FAPInJax Posted November 17, 2004 Posted November 17, 2004 A client has called and said they want to establish a plan with a normal form of J&100. The benefit formula is flat at $1,000/ month. They wish to provide that if any participant terminates (married or not) that their lump sum is calculated as $1,000 times a life annuity and then discounted to attained age. This seems to be minimizing the lump sum but it sure smells funny?? Is there anything wrong legally with this?? I would think that the single participant in this case 'must' get an actuarial equivalent increase (let's say $1,200). Then the lump sums would be equal in value. A similar issue arises where a plan specifies that the benefit is paid as a 10C&L if single but J&100 if married. Doesn't this create a problem because lump sums are totally different based on marital status?? Is this the same situation?? Most of the cases I have seen have the life annuity as the normal form and all other settlement options are actuarial equivalent. Thanks for any and all responses.
Guest Carol the Writer Posted November 17, 2004 Posted November 17, 2004 As I have said in my previous postings, my experience is old. However, I thought the 415 limitations and the regulations called for lump sums to be computed as the actuarial equivalent of the life annuity, and that the only permissible use of unreduced J & X% SS was for the subsidized annuity form of payment. I am willing to be corrected, however.
Blinky the 3-eyed Fish Posted November 17, 2004 Posted November 17, 2004 Carol, I doubt the $1,000/mo. benefit is near the 415 limit. Frank, yes, a lump sum payout can be based on the actuarially equivalent value of a SLA even when the normal form is J&100%S. However, for 417(e) purposes, the lump sum must be based on the higher form, or the J&100%S in this case. As for the fact that lump sums can be different based on marital status, that certainly can be the case when the normal form is the J&100%S annuity. Just look at the QJSA itself. A married person gets an annuity based on 2 lifetimes, while generally an unmarried person is relegated to the SLA. The lump sum disparity is no different conceptually. Now I have never seen an unmarried person's benefit be a 10yr C&L with a married the J&100%S, so I can't say for certain this is or is not acceptable. However, the fact that differing lump sum values occur based on marital status is not an argument against it. "What's in the big salad?" "Big lettuce, big carrots, tomatoes like volleyballs."
david rigby Posted November 17, 2004 Posted November 17, 2004 Many years ago, I had a client plan with normal form defined as 50%J&S if you are married, or 5CC if you are not, with no adjustment of any kind. If that definition is still valid, something like it might provide an alternative for your use. I'm a retirement actuary. Nothing about my comments is intended or should be construed as investment, tax, legal or accounting advice. Occasionally, but not all the time, it might be reasonable to interpret my comments as actuarial or consulting advice.

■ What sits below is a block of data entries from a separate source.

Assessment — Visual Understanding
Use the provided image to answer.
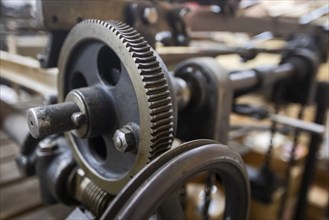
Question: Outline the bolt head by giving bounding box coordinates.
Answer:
[71,112,87,127]
[39,138,58,153]
[113,127,136,152]
[143,8,159,24]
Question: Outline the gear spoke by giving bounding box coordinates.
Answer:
[58,20,175,194]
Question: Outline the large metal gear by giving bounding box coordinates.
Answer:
[58,20,175,194]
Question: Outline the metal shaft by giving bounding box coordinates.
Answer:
[27,102,80,138]
[230,63,294,95]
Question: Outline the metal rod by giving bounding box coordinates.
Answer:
[27,102,80,138]
[293,82,329,220]
[230,63,295,94]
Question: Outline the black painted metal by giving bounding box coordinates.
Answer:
[294,82,329,220]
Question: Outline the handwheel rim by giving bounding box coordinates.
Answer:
[102,141,250,219]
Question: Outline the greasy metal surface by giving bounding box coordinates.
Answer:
[271,115,326,135]
[183,9,323,36]
[58,20,174,193]
[27,102,79,138]
[102,140,249,219]
[0,51,58,95]
[175,57,233,144]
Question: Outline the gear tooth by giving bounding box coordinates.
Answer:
[104,21,174,160]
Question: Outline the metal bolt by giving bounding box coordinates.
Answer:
[143,8,159,24]
[39,138,58,153]
[113,125,136,152]
[71,112,87,127]
[15,155,29,176]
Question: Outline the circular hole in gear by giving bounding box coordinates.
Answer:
[71,72,88,89]
[97,46,121,86]
[89,136,107,162]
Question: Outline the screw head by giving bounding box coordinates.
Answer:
[113,126,136,152]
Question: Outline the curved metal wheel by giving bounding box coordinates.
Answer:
[102,140,249,219]
[58,20,175,194]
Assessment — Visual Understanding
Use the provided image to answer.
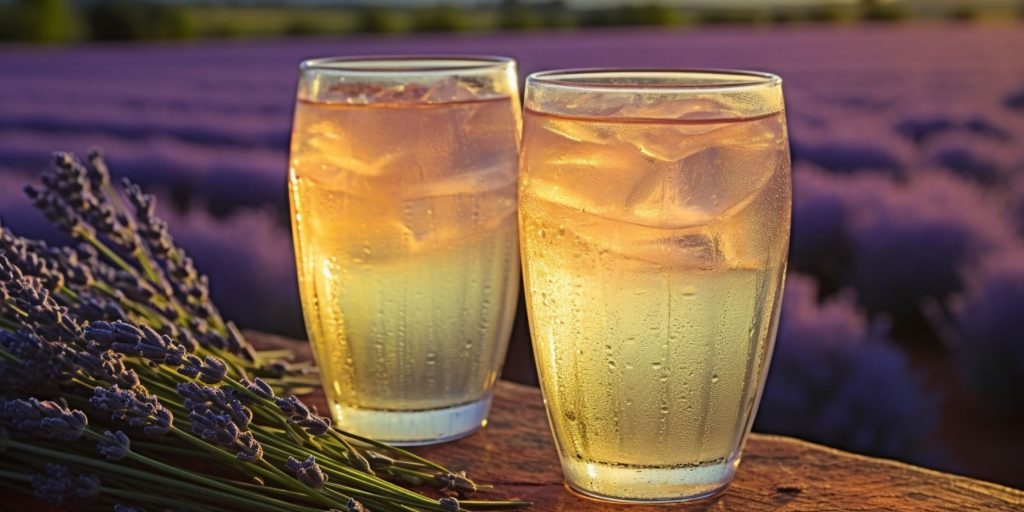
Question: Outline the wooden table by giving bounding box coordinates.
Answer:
[247,333,1024,512]
[409,381,1024,512]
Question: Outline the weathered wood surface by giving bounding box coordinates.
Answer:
[245,336,1024,512]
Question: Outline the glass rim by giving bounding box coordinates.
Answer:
[299,54,516,77]
[526,68,782,94]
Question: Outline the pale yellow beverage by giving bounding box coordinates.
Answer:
[520,70,791,501]
[290,58,519,443]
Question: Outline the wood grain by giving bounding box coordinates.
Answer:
[247,333,1024,512]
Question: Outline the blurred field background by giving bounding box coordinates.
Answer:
[0,0,1024,487]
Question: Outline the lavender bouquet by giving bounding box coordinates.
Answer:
[0,152,529,512]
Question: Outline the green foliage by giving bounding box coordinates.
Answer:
[946,4,979,22]
[580,3,685,27]
[86,0,196,41]
[285,18,321,36]
[498,0,547,30]
[807,5,849,24]
[413,4,469,32]
[860,0,910,22]
[0,0,80,43]
[698,9,758,25]
[355,7,402,34]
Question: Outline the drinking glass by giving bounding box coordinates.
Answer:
[289,56,521,444]
[519,70,792,502]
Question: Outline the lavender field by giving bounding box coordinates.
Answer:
[0,25,1024,486]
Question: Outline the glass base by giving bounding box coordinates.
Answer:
[562,457,739,503]
[335,393,492,446]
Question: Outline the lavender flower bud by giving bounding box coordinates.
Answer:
[89,384,174,435]
[288,456,327,489]
[96,430,131,461]
[3,398,88,441]
[32,464,99,505]
[273,394,331,436]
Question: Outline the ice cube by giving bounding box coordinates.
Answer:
[626,128,782,227]
[423,77,480,103]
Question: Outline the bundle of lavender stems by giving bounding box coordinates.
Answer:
[0,152,529,512]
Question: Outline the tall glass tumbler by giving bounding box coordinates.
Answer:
[289,56,521,444]
[519,70,792,502]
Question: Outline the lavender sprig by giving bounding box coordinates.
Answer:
[2,398,89,441]
[32,464,100,505]
[89,385,174,435]
[0,154,525,512]
[96,430,131,461]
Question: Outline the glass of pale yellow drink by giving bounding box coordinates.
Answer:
[519,70,792,502]
[289,56,521,444]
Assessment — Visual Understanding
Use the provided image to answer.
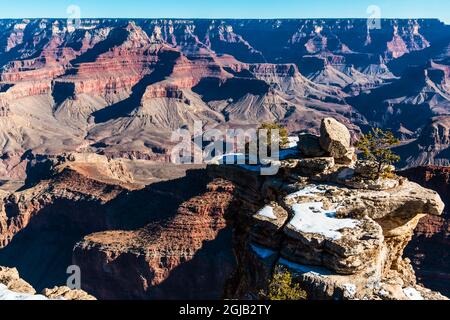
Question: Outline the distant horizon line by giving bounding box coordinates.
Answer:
[0,17,445,22]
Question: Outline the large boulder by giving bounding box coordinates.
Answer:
[320,118,351,159]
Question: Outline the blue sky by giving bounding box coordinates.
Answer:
[0,0,450,24]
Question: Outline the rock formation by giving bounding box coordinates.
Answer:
[0,119,445,300]
[209,120,444,300]
[0,19,450,170]
[0,267,96,300]
[399,167,450,295]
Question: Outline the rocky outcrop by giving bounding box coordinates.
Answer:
[0,267,96,300]
[209,117,444,300]
[399,166,450,295]
[73,181,235,299]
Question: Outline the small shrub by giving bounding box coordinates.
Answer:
[356,128,400,180]
[258,123,288,149]
[261,267,307,300]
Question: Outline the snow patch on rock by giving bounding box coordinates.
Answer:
[289,202,359,240]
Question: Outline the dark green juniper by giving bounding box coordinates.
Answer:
[356,128,400,179]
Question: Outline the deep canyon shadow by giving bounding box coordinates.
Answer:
[0,170,209,291]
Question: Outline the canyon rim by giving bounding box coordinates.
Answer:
[0,0,450,306]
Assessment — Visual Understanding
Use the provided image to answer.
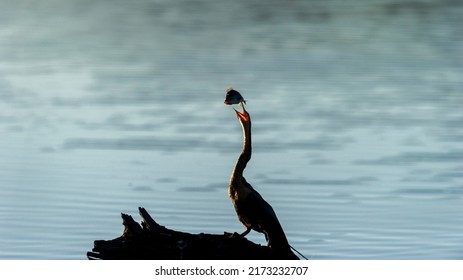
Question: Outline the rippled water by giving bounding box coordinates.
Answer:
[0,0,463,259]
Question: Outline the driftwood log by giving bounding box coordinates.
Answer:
[87,207,297,260]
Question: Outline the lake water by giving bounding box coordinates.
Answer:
[0,0,463,260]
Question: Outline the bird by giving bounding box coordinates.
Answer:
[223,88,246,105]
[228,103,299,259]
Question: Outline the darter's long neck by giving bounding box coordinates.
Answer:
[232,120,252,179]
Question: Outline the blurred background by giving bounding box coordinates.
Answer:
[0,0,463,260]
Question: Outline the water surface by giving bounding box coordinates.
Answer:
[0,0,463,259]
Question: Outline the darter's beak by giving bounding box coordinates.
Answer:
[233,102,249,122]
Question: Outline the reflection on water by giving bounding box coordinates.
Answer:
[0,0,463,259]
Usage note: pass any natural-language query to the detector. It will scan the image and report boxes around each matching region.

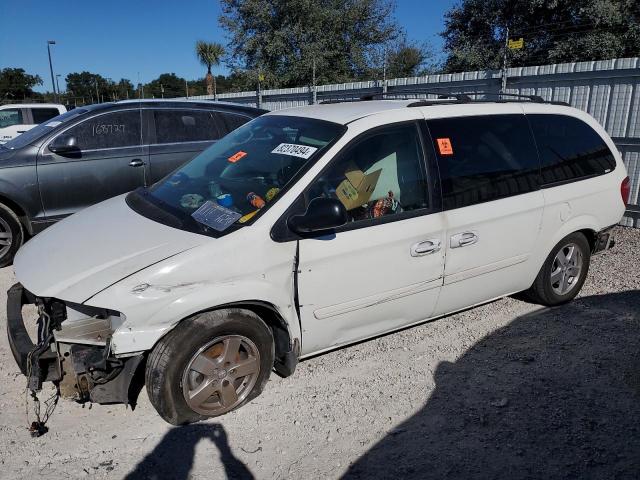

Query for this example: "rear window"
[220,113,251,134]
[428,114,540,209]
[31,108,60,125]
[527,114,616,184]
[153,110,221,143]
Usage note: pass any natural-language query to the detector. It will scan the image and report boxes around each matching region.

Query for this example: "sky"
[0,0,456,91]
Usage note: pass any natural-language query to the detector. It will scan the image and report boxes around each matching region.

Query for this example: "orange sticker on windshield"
[436,138,453,155]
[227,150,247,163]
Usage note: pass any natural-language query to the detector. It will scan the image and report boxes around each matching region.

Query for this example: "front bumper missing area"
[7,283,62,389]
[7,283,144,406]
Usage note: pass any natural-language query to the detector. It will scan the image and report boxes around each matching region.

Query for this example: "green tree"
[0,68,42,101]
[65,71,116,103]
[196,40,224,95]
[115,78,135,100]
[144,73,186,98]
[219,0,399,88]
[386,39,436,78]
[442,0,640,72]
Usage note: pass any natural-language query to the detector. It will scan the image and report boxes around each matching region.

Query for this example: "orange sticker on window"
[436,138,453,155]
[227,150,247,163]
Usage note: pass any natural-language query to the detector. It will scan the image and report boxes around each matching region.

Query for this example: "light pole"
[47,40,58,103]
[56,73,60,100]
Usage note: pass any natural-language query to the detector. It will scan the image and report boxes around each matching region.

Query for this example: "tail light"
[620,177,631,207]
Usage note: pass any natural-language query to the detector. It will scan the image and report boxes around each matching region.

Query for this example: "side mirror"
[287,197,348,235]
[49,135,80,155]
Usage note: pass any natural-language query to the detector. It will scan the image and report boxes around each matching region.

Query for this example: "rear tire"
[0,203,24,267]
[145,308,275,425]
[525,232,591,307]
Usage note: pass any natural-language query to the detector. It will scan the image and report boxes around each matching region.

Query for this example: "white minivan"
[7,95,629,424]
[0,103,67,145]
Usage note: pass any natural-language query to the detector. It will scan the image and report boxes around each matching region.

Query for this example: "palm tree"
[196,40,224,98]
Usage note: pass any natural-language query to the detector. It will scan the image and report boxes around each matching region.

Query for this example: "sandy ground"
[0,228,640,479]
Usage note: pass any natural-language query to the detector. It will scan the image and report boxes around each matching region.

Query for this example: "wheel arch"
[0,193,33,235]
[149,300,300,377]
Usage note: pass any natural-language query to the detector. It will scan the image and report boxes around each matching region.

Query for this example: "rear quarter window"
[0,108,24,128]
[153,109,221,143]
[427,114,540,209]
[31,108,60,125]
[527,114,616,185]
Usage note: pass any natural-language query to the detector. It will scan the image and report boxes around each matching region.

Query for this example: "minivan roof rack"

Guest Steve C Posted November 17, 2004 Posted November 17, 2004 Frank, You should be able to meet your client's objectives by (1) defining the normal form as a straight life annuity, and (2) providing a fully subsidized QJSA (meaning that the participant's monthly benefit under the QJSA matches what he would have received under straight life). With this arrangement, all optional forms (save QJSA) are equal in value to the life annuity, you avoid disparate treatment of married and single participants and you satisfy the requirement that the QJSA be the most valuable form. - Steve
Blinky the 3-eyed Fish Posted November 17, 2004 Posted November 17, 2004 I had posted something else but after reading through the regs again I agree with Steve. "What's in the big salad?" "Big lettuce, big carrots, tomatoes like volleyballs."